Votre sévérité à l’égard de Mélenchon le disqualifie-t-il pour participer à une coalition de gauche en cas de victoire ?

Pas du tout. Je pense qu’aujourd’hui la crise est telle en France qu’il faut rassembler toutes les forces de gauche au deuxième tour et que toutes les forces de gauche doivent se réunir autour d’un projet de société, qui ne peut pas simplement être «dehors Nicolas Sarkozy». C’est autour de ce projet que l’on doit se mettre d’accord. Et j’espère bien qu’il inclue l’efficacité énergétique et le développement des énergies renouvelables. Tous ceux qui partageront ce projet pourront participer au même gouvernement.

Quand Ségolène Royal dit qu’au vu de vos résultats à la présidentielle, il faudra peut-être revoir le pacte qui lie EE-LV au PS, comment réagissez-vous ?
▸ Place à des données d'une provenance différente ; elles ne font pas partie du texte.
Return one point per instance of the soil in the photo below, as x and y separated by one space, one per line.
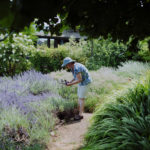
70 136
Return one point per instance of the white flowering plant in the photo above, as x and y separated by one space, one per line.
14 54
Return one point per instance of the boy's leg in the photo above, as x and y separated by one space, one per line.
81 106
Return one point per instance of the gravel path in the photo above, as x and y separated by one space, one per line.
70 136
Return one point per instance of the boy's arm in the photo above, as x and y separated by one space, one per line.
79 79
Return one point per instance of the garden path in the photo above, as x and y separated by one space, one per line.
70 136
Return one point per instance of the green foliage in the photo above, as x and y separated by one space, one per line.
144 52
105 53
48 60
76 49
124 124
14 53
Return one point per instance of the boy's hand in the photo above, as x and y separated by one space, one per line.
68 84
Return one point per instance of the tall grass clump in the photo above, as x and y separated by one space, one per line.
123 124
28 106
133 69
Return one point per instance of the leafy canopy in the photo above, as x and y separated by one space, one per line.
93 18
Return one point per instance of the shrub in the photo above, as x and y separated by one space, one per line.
14 54
105 53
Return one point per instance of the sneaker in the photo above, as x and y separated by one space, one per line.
78 117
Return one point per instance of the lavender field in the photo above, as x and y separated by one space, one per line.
27 103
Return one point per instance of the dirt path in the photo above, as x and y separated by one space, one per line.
70 136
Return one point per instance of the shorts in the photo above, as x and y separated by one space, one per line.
82 91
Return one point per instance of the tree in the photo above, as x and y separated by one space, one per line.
119 18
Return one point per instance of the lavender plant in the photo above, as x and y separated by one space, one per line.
28 100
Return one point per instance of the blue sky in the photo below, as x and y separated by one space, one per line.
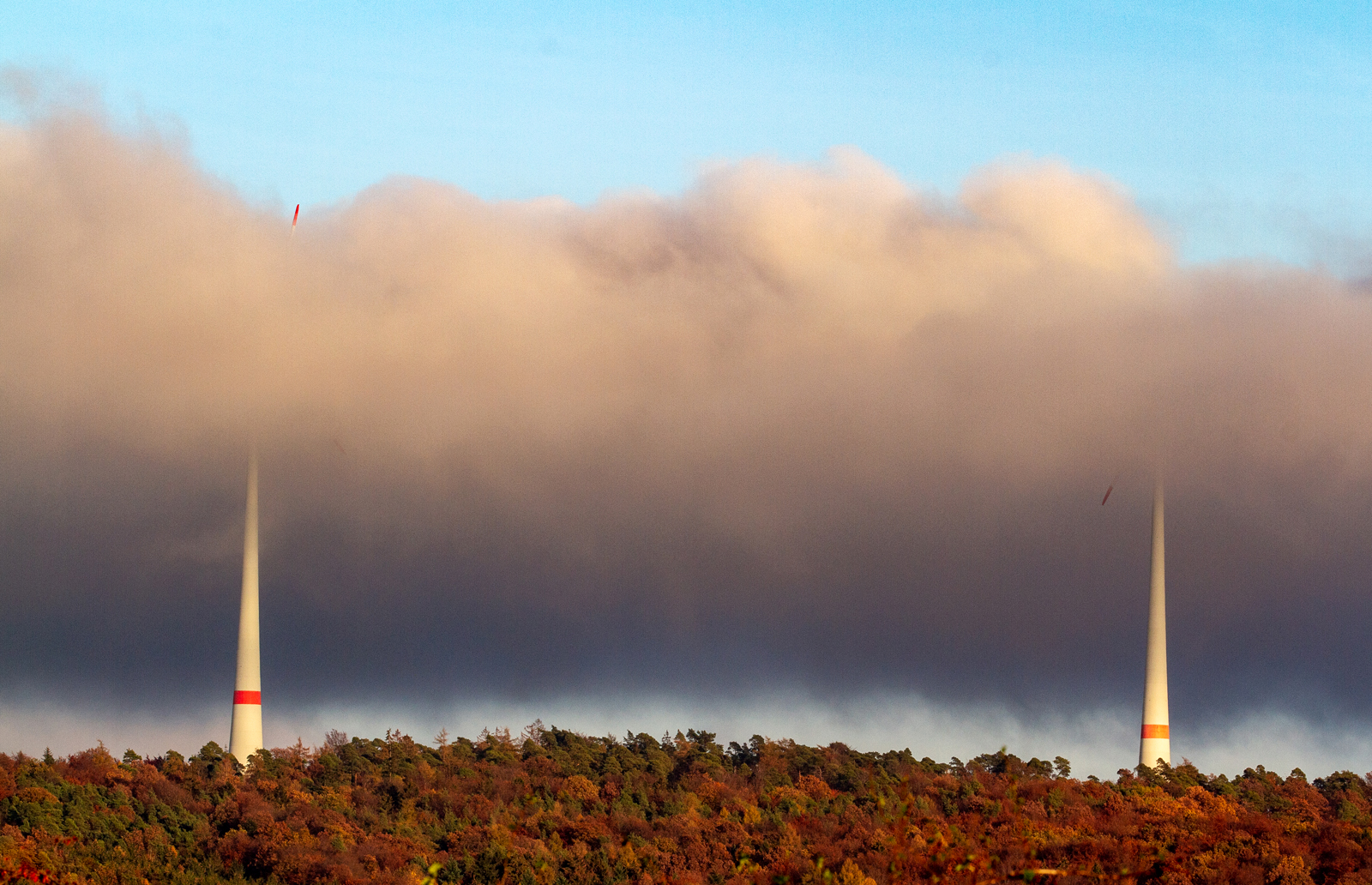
1245 128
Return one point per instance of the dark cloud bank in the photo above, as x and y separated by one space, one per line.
800 427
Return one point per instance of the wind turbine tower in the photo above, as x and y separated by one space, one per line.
246 734
1154 741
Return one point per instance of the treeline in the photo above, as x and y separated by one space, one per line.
552 806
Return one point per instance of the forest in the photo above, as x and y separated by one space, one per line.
552 807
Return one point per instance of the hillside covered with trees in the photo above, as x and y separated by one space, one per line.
551 807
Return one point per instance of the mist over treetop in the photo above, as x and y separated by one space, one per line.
799 424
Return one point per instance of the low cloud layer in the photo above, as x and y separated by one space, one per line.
800 429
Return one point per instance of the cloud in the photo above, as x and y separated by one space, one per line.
800 429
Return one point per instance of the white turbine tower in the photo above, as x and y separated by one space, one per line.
1154 741
246 734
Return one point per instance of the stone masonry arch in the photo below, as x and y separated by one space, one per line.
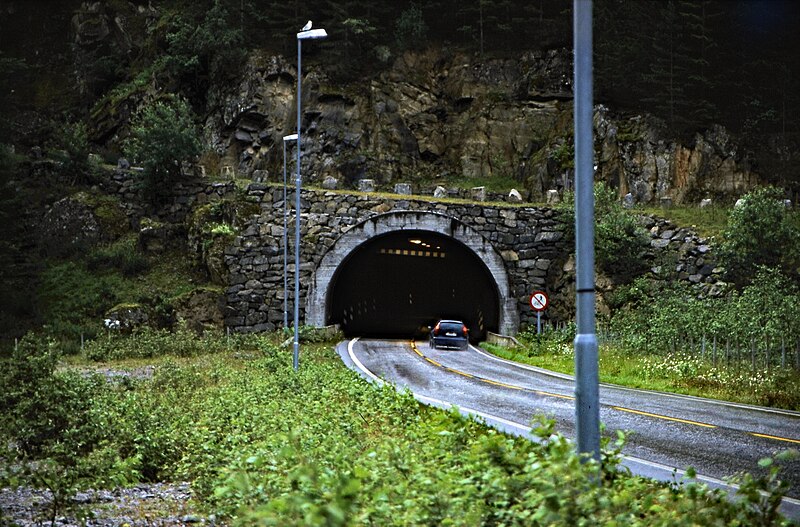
318 298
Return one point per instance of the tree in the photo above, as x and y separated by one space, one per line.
411 31
760 232
202 52
620 240
163 137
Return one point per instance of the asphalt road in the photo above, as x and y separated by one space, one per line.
665 432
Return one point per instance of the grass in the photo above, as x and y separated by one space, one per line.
708 222
262 444
674 373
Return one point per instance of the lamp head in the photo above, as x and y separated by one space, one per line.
316 34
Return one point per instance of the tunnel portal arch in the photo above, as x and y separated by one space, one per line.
379 242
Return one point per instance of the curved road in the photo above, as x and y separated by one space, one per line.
665 431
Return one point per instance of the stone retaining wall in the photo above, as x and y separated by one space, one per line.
530 240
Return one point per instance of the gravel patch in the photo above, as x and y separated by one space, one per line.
158 504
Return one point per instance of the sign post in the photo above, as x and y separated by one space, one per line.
539 303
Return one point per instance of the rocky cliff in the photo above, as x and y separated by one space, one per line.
440 117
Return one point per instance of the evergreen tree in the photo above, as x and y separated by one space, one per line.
163 137
665 79
697 20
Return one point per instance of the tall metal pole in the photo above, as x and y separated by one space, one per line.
285 244
296 352
587 398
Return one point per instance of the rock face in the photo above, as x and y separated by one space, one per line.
201 309
531 242
69 226
435 115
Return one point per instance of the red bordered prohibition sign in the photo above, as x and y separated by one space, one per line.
539 301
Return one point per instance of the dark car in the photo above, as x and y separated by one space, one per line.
450 334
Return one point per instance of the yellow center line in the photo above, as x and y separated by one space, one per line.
777 438
504 385
539 392
569 397
659 416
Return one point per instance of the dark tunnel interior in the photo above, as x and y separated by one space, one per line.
397 284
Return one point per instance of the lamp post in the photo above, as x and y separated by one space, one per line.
305 34
292 137
587 399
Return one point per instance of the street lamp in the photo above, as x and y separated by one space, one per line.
292 137
305 34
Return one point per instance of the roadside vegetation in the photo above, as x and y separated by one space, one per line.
263 444
663 335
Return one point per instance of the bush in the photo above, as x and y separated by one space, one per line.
73 154
163 137
760 232
122 255
42 410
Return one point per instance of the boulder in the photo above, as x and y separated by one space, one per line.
201 309
627 201
68 227
514 196
330 183
366 185
478 193
402 188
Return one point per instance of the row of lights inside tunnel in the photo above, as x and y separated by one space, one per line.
586 365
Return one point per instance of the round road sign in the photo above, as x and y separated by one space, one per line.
539 301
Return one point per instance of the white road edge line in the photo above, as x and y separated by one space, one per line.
525 428
564 376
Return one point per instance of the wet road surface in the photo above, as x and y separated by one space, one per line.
664 431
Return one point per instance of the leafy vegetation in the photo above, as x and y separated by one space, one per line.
620 241
761 231
264 444
163 137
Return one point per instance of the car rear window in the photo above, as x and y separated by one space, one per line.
449 327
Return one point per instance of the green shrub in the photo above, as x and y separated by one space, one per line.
72 300
73 154
122 255
163 137
44 411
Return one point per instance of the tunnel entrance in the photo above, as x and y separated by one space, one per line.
397 283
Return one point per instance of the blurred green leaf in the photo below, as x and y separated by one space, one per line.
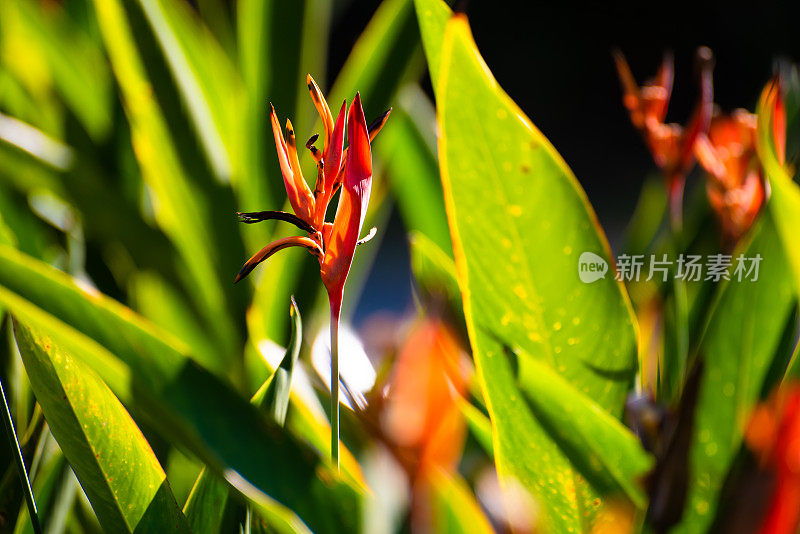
117 469
150 371
209 84
273 395
519 222
380 58
647 217
738 349
784 202
479 424
604 451
453 505
161 303
435 273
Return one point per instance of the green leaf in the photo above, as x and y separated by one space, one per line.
180 210
208 82
784 201
273 395
110 456
602 448
435 273
73 59
479 425
738 349
380 58
453 505
519 223
162 304
409 153
151 373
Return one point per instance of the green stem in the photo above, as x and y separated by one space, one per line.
335 309
23 474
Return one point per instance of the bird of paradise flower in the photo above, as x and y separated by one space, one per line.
333 244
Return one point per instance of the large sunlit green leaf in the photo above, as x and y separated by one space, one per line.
152 374
604 451
519 223
209 84
116 466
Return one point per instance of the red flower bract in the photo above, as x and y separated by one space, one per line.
333 244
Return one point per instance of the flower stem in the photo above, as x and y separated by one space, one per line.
335 309
23 474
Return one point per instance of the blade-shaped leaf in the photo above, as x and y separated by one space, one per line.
519 223
738 349
110 456
149 372
206 503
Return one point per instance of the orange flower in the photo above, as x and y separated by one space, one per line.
333 244
774 435
735 185
671 145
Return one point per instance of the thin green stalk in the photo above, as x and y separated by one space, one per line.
23 474
335 386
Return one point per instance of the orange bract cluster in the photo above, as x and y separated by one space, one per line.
332 243
735 185
671 145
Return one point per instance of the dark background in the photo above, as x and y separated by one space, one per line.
554 60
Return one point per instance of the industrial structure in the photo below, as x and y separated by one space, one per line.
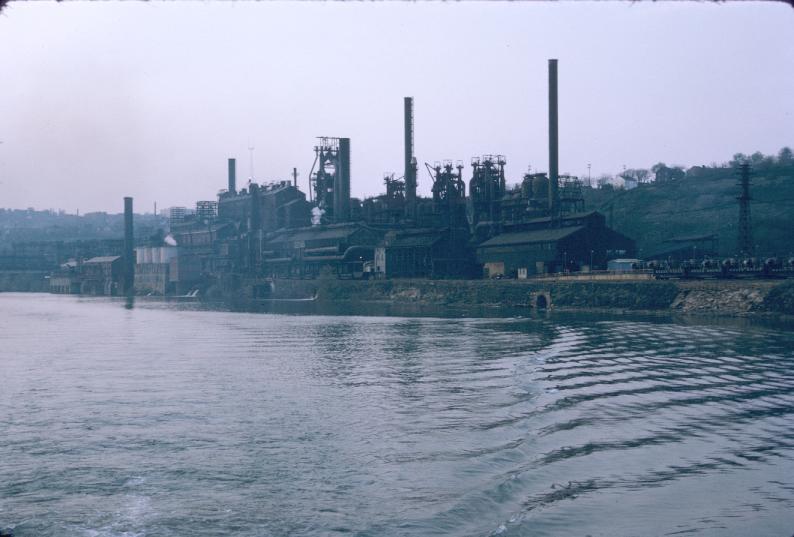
274 230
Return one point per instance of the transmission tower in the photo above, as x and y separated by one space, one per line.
745 243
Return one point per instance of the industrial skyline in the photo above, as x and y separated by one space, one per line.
102 105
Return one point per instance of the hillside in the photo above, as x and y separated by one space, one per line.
703 202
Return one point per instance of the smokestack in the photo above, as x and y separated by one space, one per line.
232 176
410 161
342 183
553 142
129 254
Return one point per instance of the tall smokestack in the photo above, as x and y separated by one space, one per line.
342 180
129 254
232 176
553 143
410 161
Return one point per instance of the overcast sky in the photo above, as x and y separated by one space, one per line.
99 100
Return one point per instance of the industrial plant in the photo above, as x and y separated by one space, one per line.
475 225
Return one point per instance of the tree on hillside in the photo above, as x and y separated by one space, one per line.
604 181
663 173
637 175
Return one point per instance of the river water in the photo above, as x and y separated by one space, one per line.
166 420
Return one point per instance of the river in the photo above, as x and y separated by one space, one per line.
170 420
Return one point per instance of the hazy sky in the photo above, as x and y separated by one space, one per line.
99 100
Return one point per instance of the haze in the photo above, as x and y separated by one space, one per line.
104 100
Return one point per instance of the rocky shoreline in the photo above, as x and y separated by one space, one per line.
735 298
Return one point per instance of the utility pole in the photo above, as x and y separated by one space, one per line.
745 239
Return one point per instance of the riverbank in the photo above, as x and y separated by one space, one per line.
731 298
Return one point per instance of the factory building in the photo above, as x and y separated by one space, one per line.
339 249
469 227
424 253
582 241
101 275
152 269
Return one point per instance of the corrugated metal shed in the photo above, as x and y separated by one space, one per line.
103 259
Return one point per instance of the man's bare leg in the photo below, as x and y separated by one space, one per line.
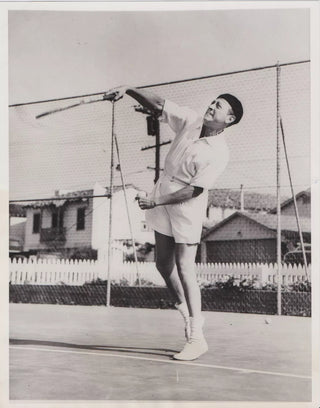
165 262
185 258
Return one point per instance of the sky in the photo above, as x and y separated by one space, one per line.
56 54
64 53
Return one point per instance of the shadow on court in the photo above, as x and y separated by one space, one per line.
124 354
133 350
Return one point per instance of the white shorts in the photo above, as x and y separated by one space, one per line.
181 221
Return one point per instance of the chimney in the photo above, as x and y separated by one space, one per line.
241 198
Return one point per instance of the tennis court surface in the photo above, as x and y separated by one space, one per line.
96 353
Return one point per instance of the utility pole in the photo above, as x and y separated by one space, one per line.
153 129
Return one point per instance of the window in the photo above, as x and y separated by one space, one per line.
36 223
54 222
81 219
144 226
57 219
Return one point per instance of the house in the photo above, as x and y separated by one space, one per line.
224 202
76 224
17 223
250 237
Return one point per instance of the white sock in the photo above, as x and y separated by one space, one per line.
196 327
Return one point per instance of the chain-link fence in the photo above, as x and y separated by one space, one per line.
60 168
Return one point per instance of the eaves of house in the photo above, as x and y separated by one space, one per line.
269 221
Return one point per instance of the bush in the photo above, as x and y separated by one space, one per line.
231 284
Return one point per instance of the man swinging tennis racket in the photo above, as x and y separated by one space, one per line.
176 207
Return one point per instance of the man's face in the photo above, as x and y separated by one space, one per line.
218 115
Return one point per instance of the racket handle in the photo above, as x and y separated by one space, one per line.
109 97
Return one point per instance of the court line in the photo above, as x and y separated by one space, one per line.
242 370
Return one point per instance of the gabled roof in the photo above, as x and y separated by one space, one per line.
227 198
69 197
72 196
288 222
304 193
17 210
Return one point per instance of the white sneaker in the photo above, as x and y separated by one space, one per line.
192 350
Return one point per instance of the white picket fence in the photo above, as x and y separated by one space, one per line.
54 272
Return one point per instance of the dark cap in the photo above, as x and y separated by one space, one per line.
235 105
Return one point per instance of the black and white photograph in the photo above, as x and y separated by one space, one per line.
162 203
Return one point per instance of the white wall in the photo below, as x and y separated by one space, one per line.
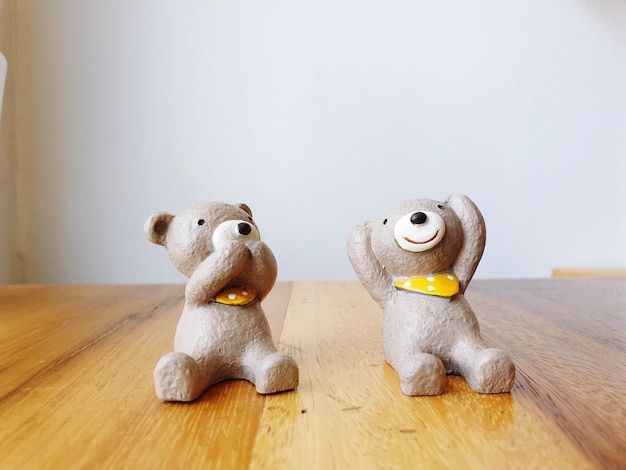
319 115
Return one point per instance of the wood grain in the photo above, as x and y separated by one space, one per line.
82 384
349 413
76 386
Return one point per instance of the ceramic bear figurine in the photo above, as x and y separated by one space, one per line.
416 262
222 333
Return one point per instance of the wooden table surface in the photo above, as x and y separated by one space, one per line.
76 385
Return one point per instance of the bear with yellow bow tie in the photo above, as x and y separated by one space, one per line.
416 262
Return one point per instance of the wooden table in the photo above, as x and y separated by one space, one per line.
76 385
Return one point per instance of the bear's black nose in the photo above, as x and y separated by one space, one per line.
418 218
244 228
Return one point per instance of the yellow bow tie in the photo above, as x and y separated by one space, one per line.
235 296
443 285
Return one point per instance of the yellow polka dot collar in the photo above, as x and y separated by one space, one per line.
236 296
442 285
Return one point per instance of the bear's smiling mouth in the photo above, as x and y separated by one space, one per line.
421 243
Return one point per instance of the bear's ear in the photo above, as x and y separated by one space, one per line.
156 227
245 208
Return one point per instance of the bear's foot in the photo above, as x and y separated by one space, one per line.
492 371
277 373
424 375
177 377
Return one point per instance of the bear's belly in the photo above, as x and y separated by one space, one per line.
222 332
418 323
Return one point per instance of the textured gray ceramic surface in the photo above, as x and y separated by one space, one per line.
222 333
416 261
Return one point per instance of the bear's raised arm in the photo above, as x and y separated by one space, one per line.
474 238
367 267
263 268
215 272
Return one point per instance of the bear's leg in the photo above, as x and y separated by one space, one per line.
178 377
489 370
276 372
421 374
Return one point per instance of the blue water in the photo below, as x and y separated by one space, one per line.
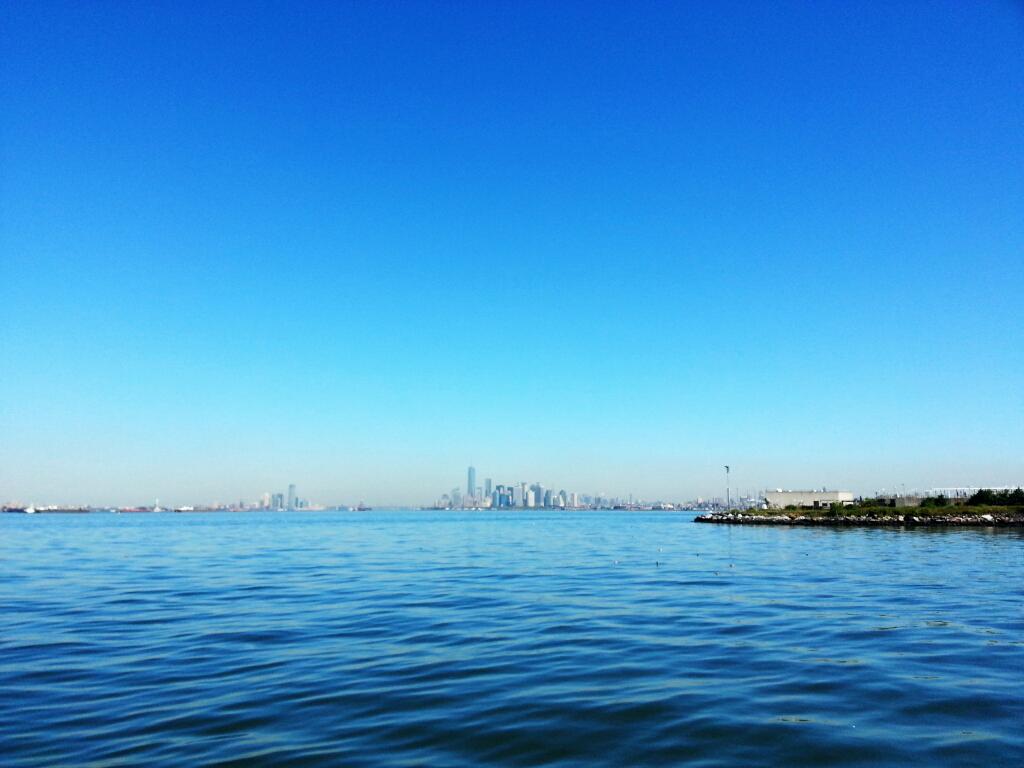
467 639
En disant que l’influence que le PS a reconnue aux écologistes correspond à la position des écologistes dans l’opinion. L’élection présidentielle n’est pas représentative de l’importance des écologistes, pour des raisons que tout le monde connaît : la bipolarisation et l’exacerbation de l’espace restant aux écologistes, par crainte d’un 21 avril. Par culture, je crois vraiment à la parole donnée.

Comment se fait-il que le parti qui vous soutient ait signé un accord avec un partenaire, le PS, qui veut de la croissance ?

Les socialistes n’ont pas abandonné le productivisme. Ils sont pour de grandes infrastructures, pour la création de nouveaux aéroports, de lignes de trains à grande vitesse. C’est là que le rapport de forces est important. C’est là qu’il est important que je fasse un résultat honorable.